Document similarity comparison using 5 popular algorithms: Jaccard, TF-IDF, Doc2vec, USE, and BERT.
33,914 New York Times articles are used for the experiment. It aims to show which algorithm yields the best result out of the box in 2020.
- By running multiple algorithms with some of which are most up-to-date and trendy in NLP community, it will show which algorithms give the best results and by how much onto the same set of data.
- By using full-length popular media publications as our data input, we will simulate the real world similarity/recommendation use case.
- By following URLs, you can actually see and compare the quality document similarity yourself.
- By using only the pretrained models available publicly, you can easily set it up and start implementing document similarity on your own with very little prior knowledge while expecting the similar result output.
33,914 New York Times articles from 2018 to June 2020 were selected. The data was mostly collected from their RSS feed.
5 articles were chosen as the basis. They represent different categories.
- How My Worst Date Ever Became My Best (lifestyle)
- A Deep-Sea Magma Monster Gets a Body Scan (science)
- Renault and Nissan Try a New Way After Years When Carlos Ghosn Ruled (business)
- Dominic Thiem Beats Rafael Nadal in Australian Open Quarterfinal (sports)
- 2020 Democrats Seek Voters in an Unusual Spot: Fox News (politics)
Overlapping tags, sections, subsections, writing format, and subjective judgement are considered. For a more detailed description, please follow this blog post.
TF-IDF. It resulted in the best matches in 2.5 out of 5 comparisons.
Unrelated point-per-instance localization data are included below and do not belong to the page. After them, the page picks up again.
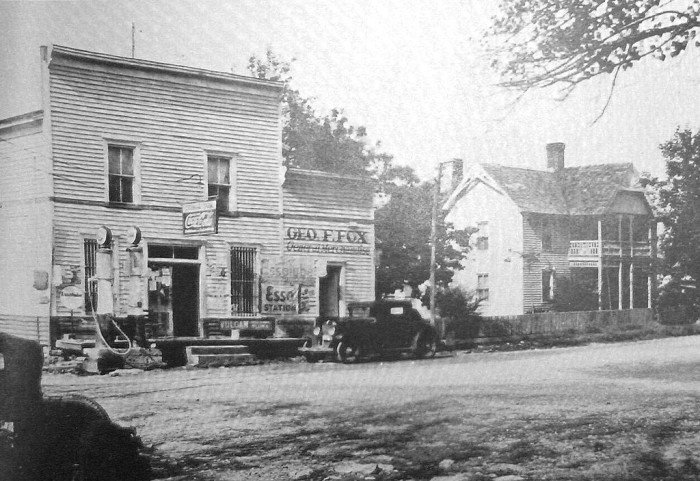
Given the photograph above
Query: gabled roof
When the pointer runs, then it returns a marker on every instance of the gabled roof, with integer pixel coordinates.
(590, 189)
(586, 190)
(531, 190)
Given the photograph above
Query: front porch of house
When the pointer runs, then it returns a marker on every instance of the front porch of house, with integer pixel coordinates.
(612, 256)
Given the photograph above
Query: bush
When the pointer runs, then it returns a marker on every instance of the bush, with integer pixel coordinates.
(460, 309)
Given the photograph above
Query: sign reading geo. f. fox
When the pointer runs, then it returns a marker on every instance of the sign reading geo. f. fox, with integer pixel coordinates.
(199, 218)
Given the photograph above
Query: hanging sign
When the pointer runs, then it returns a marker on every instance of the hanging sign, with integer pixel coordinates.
(199, 218)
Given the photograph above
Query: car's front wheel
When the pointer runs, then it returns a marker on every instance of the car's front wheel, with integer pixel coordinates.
(426, 345)
(347, 352)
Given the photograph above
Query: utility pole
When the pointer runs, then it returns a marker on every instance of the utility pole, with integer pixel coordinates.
(433, 241)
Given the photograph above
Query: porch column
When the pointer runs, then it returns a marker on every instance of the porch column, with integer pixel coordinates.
(631, 263)
(600, 264)
(652, 264)
(619, 271)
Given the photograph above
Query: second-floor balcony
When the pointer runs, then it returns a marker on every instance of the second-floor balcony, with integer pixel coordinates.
(584, 250)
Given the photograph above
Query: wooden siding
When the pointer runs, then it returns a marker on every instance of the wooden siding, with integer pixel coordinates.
(334, 205)
(502, 261)
(536, 260)
(161, 228)
(28, 327)
(331, 197)
(173, 122)
(25, 223)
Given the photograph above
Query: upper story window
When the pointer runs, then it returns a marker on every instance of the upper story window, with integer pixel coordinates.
(547, 228)
(219, 180)
(121, 174)
(482, 286)
(482, 241)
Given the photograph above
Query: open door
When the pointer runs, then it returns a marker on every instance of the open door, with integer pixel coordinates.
(185, 300)
(329, 292)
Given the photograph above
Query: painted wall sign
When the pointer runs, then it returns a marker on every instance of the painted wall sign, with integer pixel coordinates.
(199, 218)
(290, 269)
(327, 241)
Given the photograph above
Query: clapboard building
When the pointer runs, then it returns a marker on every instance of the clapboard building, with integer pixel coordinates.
(586, 229)
(177, 173)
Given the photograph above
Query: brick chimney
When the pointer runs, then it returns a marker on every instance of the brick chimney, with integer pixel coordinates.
(452, 173)
(555, 156)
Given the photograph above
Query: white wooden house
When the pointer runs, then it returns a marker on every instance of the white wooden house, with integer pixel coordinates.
(123, 143)
(585, 226)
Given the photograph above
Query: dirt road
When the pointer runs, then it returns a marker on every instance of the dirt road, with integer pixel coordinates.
(603, 412)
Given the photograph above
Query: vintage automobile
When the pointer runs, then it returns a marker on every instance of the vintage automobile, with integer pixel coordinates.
(372, 328)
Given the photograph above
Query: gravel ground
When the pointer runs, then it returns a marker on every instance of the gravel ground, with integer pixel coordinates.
(596, 412)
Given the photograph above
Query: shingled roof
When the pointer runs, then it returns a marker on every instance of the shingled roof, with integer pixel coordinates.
(586, 190)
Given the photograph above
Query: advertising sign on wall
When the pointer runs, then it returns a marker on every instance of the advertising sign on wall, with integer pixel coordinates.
(312, 240)
(288, 285)
(199, 218)
(280, 299)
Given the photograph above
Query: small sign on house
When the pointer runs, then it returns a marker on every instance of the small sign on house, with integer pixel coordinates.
(199, 218)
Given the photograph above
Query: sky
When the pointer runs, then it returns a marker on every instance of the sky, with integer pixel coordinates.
(412, 72)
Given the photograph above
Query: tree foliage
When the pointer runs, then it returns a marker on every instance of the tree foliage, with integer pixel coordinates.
(402, 228)
(460, 310)
(402, 225)
(677, 200)
(540, 43)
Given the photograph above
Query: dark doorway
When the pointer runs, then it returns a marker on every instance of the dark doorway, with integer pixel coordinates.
(329, 292)
(185, 300)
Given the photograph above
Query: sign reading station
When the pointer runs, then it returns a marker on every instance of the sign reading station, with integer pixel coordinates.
(199, 218)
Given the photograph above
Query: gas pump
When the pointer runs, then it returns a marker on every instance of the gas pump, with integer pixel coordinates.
(103, 357)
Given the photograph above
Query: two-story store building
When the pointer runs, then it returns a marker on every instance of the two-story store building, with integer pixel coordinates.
(588, 226)
(177, 174)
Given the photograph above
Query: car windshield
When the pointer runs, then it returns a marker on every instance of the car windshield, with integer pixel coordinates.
(359, 311)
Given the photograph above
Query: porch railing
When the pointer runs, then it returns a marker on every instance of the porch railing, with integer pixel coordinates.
(587, 249)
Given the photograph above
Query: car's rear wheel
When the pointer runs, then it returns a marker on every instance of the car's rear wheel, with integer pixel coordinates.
(348, 352)
(426, 345)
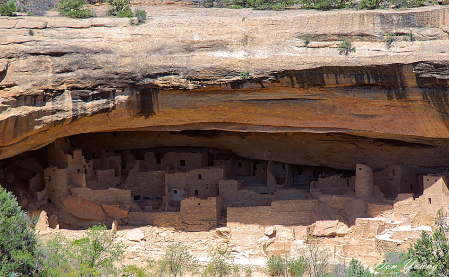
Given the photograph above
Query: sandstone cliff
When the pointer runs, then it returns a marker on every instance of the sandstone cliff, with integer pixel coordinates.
(237, 71)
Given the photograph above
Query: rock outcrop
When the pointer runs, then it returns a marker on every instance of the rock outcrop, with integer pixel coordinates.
(246, 72)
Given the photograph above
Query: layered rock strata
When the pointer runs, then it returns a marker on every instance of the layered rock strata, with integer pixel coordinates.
(241, 71)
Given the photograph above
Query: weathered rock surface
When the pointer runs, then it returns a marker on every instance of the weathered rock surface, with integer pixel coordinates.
(239, 71)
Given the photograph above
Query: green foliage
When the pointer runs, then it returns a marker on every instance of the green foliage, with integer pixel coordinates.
(92, 255)
(429, 256)
(276, 266)
(121, 8)
(134, 271)
(18, 244)
(8, 8)
(345, 47)
(141, 16)
(297, 267)
(221, 263)
(356, 269)
(394, 257)
(74, 9)
(177, 260)
(369, 4)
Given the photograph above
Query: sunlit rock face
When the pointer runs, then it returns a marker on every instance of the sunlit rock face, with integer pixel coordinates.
(245, 78)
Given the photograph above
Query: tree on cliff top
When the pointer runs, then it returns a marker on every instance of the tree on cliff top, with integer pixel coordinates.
(18, 243)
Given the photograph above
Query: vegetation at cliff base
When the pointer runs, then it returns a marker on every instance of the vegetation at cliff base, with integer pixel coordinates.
(121, 8)
(18, 243)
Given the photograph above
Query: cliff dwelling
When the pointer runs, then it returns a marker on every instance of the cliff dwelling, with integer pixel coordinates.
(231, 120)
(99, 178)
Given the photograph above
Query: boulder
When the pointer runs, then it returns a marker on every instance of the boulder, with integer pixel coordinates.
(115, 211)
(82, 208)
(270, 232)
(136, 235)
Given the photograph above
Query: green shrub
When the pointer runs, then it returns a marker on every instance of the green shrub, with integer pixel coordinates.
(74, 9)
(177, 260)
(219, 266)
(121, 8)
(276, 265)
(369, 4)
(297, 267)
(8, 8)
(134, 271)
(141, 16)
(18, 244)
(429, 256)
(394, 257)
(356, 269)
(345, 47)
(92, 255)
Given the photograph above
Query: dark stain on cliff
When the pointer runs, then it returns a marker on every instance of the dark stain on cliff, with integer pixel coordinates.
(147, 99)
(389, 76)
(431, 78)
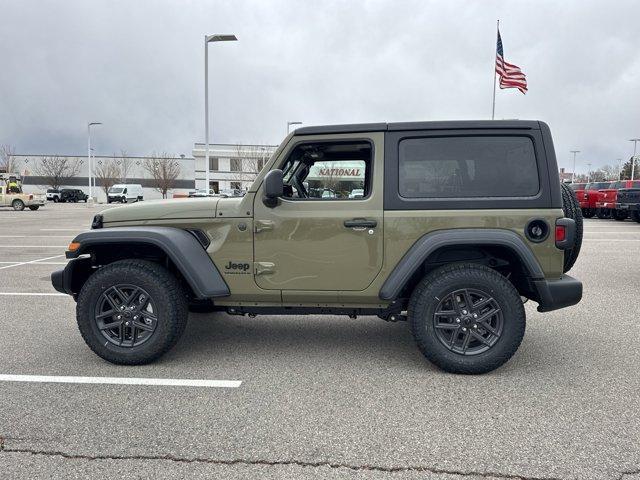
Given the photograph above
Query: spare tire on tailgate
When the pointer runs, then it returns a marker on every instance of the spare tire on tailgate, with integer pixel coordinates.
(571, 209)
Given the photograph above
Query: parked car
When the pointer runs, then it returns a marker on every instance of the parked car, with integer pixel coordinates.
(73, 195)
(201, 192)
(125, 193)
(53, 195)
(357, 193)
(629, 200)
(608, 199)
(441, 241)
(19, 201)
(589, 199)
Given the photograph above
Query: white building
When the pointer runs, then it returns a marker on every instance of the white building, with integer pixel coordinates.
(230, 166)
(27, 167)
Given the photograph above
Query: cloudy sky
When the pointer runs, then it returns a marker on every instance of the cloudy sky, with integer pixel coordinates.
(137, 66)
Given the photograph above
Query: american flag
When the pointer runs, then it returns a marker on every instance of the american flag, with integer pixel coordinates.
(510, 75)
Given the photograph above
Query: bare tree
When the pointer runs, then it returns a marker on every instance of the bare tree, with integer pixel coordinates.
(55, 170)
(107, 172)
(626, 170)
(249, 161)
(164, 170)
(126, 165)
(8, 161)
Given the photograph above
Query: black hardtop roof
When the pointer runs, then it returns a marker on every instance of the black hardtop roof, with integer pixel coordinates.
(443, 125)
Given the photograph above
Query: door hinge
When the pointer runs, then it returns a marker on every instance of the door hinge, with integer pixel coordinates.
(261, 225)
(264, 268)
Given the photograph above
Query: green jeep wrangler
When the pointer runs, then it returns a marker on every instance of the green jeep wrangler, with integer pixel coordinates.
(452, 226)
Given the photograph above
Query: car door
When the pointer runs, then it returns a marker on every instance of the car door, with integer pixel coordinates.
(319, 242)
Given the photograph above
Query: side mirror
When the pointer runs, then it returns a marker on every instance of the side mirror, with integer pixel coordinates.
(273, 188)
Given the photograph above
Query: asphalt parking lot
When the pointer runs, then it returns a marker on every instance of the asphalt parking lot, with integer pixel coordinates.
(320, 397)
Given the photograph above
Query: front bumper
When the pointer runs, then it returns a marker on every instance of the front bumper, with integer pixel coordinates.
(556, 294)
(628, 206)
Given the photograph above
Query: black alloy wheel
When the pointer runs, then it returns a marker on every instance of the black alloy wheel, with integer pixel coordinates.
(125, 315)
(468, 322)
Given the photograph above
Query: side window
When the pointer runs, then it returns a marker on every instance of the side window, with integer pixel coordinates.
(467, 167)
(329, 171)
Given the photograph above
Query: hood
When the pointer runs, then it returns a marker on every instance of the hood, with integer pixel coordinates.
(177, 208)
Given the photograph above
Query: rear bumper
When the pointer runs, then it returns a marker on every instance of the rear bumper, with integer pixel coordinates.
(628, 206)
(556, 294)
(63, 280)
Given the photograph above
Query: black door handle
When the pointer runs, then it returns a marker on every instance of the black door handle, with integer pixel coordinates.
(360, 223)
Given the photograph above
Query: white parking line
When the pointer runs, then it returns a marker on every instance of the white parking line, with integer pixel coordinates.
(34, 246)
(170, 382)
(31, 261)
(35, 294)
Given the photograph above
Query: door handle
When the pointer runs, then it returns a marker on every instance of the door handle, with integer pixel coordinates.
(360, 223)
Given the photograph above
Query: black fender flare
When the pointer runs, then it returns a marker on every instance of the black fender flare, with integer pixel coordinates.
(182, 247)
(429, 243)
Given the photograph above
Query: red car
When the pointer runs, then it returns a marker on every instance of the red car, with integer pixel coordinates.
(608, 197)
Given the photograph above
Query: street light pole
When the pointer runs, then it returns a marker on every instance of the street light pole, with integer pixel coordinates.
(573, 173)
(208, 39)
(89, 125)
(619, 168)
(292, 123)
(633, 159)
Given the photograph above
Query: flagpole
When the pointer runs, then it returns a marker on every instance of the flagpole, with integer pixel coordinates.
(493, 109)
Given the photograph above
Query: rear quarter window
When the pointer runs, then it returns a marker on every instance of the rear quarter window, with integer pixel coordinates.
(467, 167)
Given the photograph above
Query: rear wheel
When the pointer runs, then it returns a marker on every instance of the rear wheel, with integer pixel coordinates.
(466, 318)
(131, 312)
(571, 208)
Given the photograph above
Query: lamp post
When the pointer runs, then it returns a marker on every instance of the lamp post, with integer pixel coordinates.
(89, 125)
(633, 159)
(573, 173)
(292, 123)
(619, 168)
(208, 39)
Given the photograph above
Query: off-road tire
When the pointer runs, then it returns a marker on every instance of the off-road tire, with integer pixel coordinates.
(441, 282)
(619, 215)
(571, 208)
(169, 299)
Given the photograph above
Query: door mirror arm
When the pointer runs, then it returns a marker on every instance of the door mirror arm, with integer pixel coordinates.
(273, 188)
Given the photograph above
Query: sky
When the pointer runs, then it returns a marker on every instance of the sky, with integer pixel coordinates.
(138, 67)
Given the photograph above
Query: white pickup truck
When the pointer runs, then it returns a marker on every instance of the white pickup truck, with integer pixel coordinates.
(18, 201)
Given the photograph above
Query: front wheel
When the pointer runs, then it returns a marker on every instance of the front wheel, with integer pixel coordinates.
(131, 312)
(467, 318)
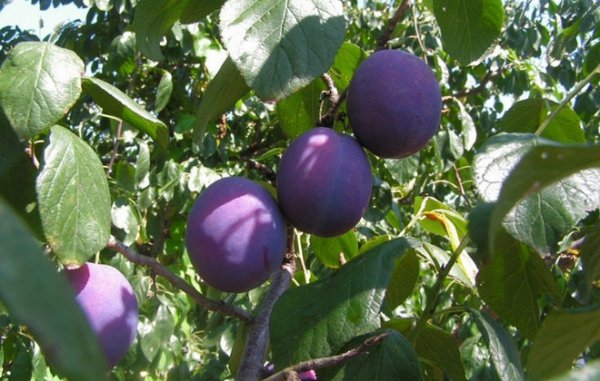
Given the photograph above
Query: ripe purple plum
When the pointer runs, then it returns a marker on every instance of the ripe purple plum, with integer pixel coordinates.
(324, 182)
(394, 104)
(236, 235)
(109, 303)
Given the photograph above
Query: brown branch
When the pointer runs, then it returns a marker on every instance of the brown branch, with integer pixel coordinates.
(475, 90)
(177, 282)
(325, 362)
(387, 33)
(257, 339)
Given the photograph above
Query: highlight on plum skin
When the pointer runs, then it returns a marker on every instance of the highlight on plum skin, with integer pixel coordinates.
(324, 182)
(108, 301)
(394, 103)
(236, 235)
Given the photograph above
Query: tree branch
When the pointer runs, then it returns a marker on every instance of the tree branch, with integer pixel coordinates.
(177, 282)
(257, 339)
(387, 33)
(325, 362)
(335, 101)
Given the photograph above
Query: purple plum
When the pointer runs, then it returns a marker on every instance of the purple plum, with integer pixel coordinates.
(324, 182)
(236, 235)
(109, 303)
(394, 104)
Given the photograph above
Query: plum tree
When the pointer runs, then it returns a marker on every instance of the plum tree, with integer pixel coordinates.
(394, 104)
(236, 235)
(324, 182)
(109, 303)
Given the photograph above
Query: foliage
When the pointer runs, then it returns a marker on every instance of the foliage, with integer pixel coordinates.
(478, 255)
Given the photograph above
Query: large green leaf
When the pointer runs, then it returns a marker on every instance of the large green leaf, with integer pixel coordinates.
(513, 281)
(116, 103)
(510, 167)
(527, 116)
(152, 20)
(73, 197)
(469, 27)
(503, 348)
(17, 177)
(38, 297)
(328, 250)
(196, 10)
(299, 112)
(393, 359)
(404, 279)
(39, 82)
(221, 94)
(318, 319)
(562, 337)
(440, 349)
(280, 46)
(590, 255)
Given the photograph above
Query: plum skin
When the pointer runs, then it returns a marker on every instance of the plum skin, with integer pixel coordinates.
(236, 235)
(324, 182)
(108, 301)
(394, 104)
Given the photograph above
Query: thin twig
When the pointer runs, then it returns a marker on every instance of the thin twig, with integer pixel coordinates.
(257, 338)
(433, 295)
(333, 96)
(325, 362)
(177, 282)
(389, 30)
(475, 90)
(567, 99)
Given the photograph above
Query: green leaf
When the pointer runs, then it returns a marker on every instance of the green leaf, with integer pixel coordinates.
(590, 372)
(403, 280)
(281, 46)
(347, 60)
(221, 94)
(45, 303)
(152, 20)
(74, 198)
(513, 281)
(299, 112)
(527, 115)
(393, 359)
(196, 10)
(469, 27)
(439, 348)
(590, 255)
(562, 337)
(328, 250)
(17, 177)
(511, 167)
(319, 318)
(163, 93)
(116, 103)
(39, 82)
(503, 348)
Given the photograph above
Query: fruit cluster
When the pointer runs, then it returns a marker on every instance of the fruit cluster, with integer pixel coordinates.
(236, 232)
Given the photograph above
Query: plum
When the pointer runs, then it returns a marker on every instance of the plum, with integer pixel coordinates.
(236, 235)
(108, 301)
(324, 182)
(394, 104)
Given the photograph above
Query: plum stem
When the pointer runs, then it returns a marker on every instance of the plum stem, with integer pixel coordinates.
(177, 282)
(324, 362)
(257, 338)
(434, 292)
(383, 40)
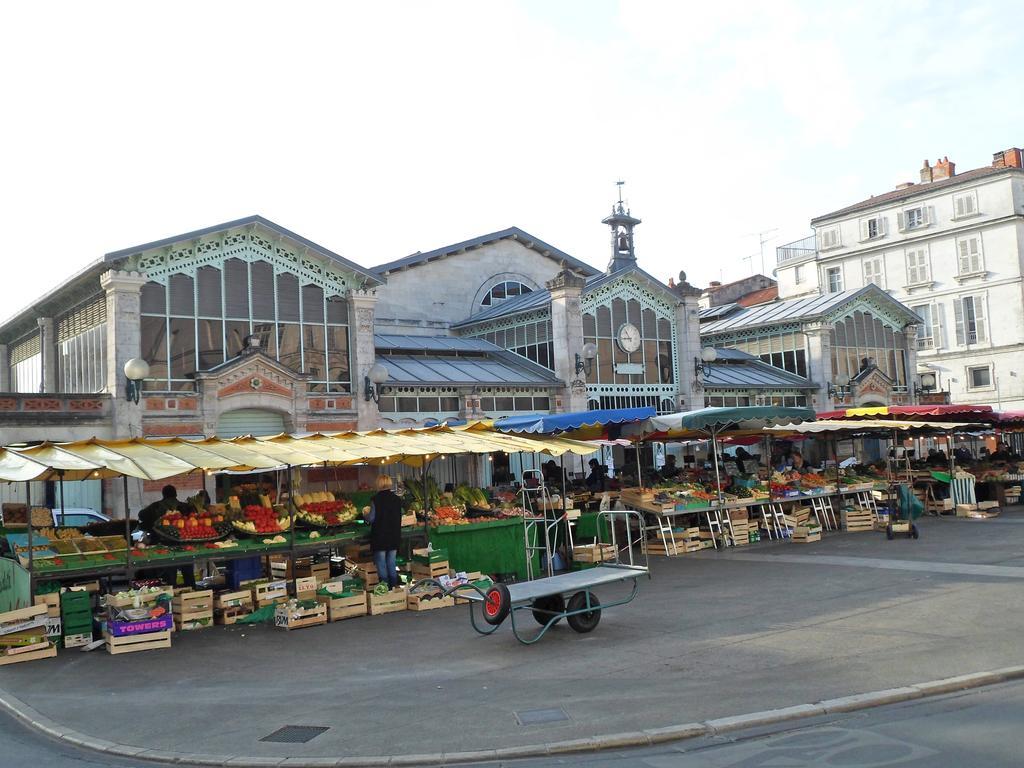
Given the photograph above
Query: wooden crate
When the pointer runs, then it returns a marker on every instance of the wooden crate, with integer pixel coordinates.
(29, 653)
(854, 520)
(52, 603)
(339, 608)
(305, 588)
(269, 593)
(193, 610)
(389, 602)
(805, 535)
(367, 572)
(77, 641)
(294, 616)
(430, 570)
(135, 643)
(428, 600)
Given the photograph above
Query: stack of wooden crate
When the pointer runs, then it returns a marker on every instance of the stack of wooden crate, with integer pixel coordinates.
(429, 564)
(23, 636)
(807, 534)
(296, 614)
(740, 527)
(151, 633)
(388, 602)
(685, 541)
(228, 607)
(854, 519)
(76, 617)
(193, 609)
(341, 601)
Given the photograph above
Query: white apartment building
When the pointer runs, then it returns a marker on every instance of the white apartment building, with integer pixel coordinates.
(950, 247)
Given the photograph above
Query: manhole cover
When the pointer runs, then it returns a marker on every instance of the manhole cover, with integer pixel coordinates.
(295, 734)
(537, 717)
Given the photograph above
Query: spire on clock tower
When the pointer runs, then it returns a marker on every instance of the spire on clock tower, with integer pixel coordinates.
(622, 223)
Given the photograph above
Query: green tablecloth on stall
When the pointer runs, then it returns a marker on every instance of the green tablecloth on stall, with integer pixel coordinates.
(496, 547)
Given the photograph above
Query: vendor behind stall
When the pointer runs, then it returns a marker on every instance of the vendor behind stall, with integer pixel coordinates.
(596, 478)
(168, 503)
(385, 530)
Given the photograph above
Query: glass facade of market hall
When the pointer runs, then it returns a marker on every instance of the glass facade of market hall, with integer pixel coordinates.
(203, 315)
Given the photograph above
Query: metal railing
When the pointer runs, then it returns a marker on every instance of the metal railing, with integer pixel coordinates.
(797, 251)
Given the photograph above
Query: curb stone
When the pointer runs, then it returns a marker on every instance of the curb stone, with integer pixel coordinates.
(32, 718)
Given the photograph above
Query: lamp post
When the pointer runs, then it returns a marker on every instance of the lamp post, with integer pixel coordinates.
(926, 384)
(701, 365)
(375, 377)
(585, 364)
(136, 370)
(840, 389)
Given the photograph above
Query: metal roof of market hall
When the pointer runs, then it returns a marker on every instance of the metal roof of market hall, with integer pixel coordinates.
(810, 307)
(737, 370)
(448, 360)
(542, 297)
(513, 232)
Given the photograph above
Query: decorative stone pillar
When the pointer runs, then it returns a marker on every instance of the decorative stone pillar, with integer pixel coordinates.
(363, 353)
(4, 369)
(819, 369)
(689, 391)
(123, 343)
(567, 341)
(48, 349)
(910, 335)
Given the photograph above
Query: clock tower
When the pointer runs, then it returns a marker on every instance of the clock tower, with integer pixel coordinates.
(622, 223)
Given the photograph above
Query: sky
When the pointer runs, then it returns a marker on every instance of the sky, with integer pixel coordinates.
(380, 129)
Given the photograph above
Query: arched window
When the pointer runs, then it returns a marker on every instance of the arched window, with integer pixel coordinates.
(507, 289)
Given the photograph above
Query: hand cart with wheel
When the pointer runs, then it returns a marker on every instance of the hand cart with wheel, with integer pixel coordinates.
(569, 596)
(908, 509)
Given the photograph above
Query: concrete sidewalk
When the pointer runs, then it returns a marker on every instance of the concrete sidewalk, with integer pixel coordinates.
(712, 636)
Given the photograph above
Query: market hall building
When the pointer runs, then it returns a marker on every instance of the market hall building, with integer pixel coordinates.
(250, 329)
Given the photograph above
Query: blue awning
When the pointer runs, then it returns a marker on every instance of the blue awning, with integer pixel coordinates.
(556, 423)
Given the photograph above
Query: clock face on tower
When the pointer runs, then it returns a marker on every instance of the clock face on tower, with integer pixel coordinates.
(628, 337)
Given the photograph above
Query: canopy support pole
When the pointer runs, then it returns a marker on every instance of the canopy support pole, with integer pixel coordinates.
(291, 518)
(32, 570)
(60, 486)
(128, 566)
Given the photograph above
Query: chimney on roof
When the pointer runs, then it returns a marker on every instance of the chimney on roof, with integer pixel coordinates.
(1008, 159)
(943, 169)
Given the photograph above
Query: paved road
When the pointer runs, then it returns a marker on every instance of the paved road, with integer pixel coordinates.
(22, 747)
(712, 635)
(975, 728)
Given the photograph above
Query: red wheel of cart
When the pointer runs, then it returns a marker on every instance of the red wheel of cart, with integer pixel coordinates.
(497, 604)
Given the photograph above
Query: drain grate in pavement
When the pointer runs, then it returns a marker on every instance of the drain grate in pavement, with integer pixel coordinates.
(295, 734)
(537, 717)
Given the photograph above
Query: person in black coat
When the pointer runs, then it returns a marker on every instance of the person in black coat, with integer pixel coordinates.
(385, 530)
(595, 480)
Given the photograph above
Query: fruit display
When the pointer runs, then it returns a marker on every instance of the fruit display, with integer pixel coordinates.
(195, 526)
(328, 514)
(257, 520)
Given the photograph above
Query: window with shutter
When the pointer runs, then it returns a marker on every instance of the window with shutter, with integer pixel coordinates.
(965, 205)
(872, 271)
(958, 320)
(916, 267)
(969, 251)
(925, 333)
(835, 279)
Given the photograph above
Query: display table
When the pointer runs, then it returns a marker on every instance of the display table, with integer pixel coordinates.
(495, 547)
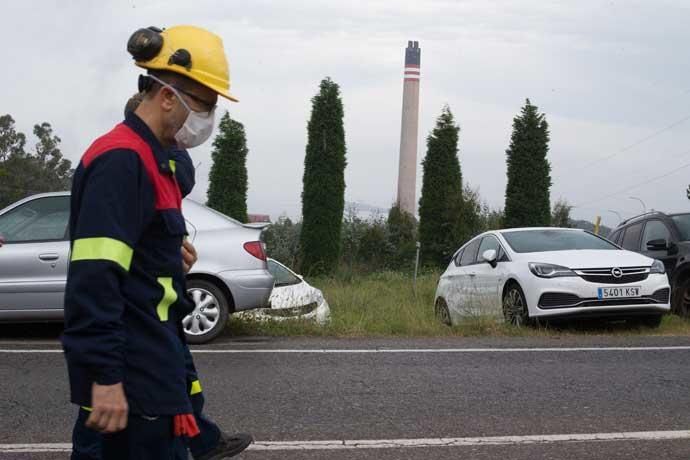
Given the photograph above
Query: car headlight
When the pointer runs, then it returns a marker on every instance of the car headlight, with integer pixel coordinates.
(550, 270)
(658, 267)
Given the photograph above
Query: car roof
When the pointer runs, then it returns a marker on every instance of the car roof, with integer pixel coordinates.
(526, 229)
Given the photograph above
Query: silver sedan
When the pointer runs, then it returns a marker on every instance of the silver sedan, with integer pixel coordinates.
(230, 275)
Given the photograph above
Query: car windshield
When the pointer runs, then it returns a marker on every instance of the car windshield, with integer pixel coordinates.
(682, 222)
(554, 240)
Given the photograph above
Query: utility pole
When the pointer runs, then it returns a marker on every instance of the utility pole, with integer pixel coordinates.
(644, 206)
(620, 219)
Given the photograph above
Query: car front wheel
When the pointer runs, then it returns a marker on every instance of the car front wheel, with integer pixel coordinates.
(681, 299)
(442, 312)
(210, 313)
(515, 306)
The detailed breakdowns of how each algorithm predicted can be found in the algorithm folders.
Winner: BERT
Title | Tag Overlap | Section Overlap | Subsection Overlap | Style Overlap | Theme | Subjective |
---|---|---|---|---|---|---|
Why Are All the Exes Texting? | 1 | Y | Y | Y | Dating | Related |
When Love Seems Too Easy to Trust | 1 | Y | Y | Y | Dating | Related |
He Saved His Last Lesson for Me | 1 | Y | Y | Y | Dating | Related |
Winner: TF-IDF
Title | Tag Overlap | Section Overlap | Subsection Overlap | Style Overlap | Theme | Subjective |
---|---|---|---|---|---|---|
A 3D Encounter With a Violent Volcano’s Underbelly | 4 | Y | N | Y | 3D Mapped Volcano | Highly Related |
Pressure, and Mystery, on the Rise | 1 | Y | Y | Y | Iceland's Volcano | Related |
It’s Not Just Hawaii: The U.S. Has 169 Volcanoes That Could Erupt | 2 | N | N | Y | Volcanos | Related |
Winner: TF-IDF
Title | Tag Overlap | Section Overlap | Subsection Overlap | Style Overlap | Theme | Subjective |
---|---|---|---|---|---|---|
Nissan CEO Says 'No Merit' in Merger With Renault-Nikkei | 3 | N | N | Y | Nissan and Renault | Related |
Carlos Ghosn and the Roots of Nissan’s Decline | 3 | N | N | N | Carlos Ghosn | Related |
Renault Chooses Volkswagen Executive as New C.E.O. | 5 | Y | Y | Y | Renault CEO | Very Related |
Winner: Jaccard, TF-IDF, and USE
(Jaccard)
Title | Tag Overlap | Section Overlap | Subsection Overlap | Style Overlap | Theme | Subjective |
---|---|---|---|---|---|---|
Djokovic vs. Federer, a Rivalry for the Ages, Is One-Sided This Time | 3 | Y | Y | Y | Australian Open | Related |
Novak Djokovic Wins the Australian Open | 4 | Y | Y | Y | Dominic vs Novak in Australian Open | Very Related |
With Rome Title, Nadal Back on Track Entering French Open | 1 | N | N | Y | French Open | Unrelated |
Winner: USE
Title | Tag Overlap | Section Overlap | Subsection Overlap | Style Overlap | Theme | Subjective |
---|---|---|---|---|---|---|
Bernie Sanders Had a Problem With MSNBC. Then Came Super Tuesday. | 7 | N | N | Y | Sanders and MSNBC | Very Related |
Democrats, Don’t Abandon Fox News | 7 | N | N | N | Democrats and Fox News | Very Related |
Candidates Running Against, and With, Cable News | 4 | Y | Y | Y | Fox, MSNBC and politics | Related |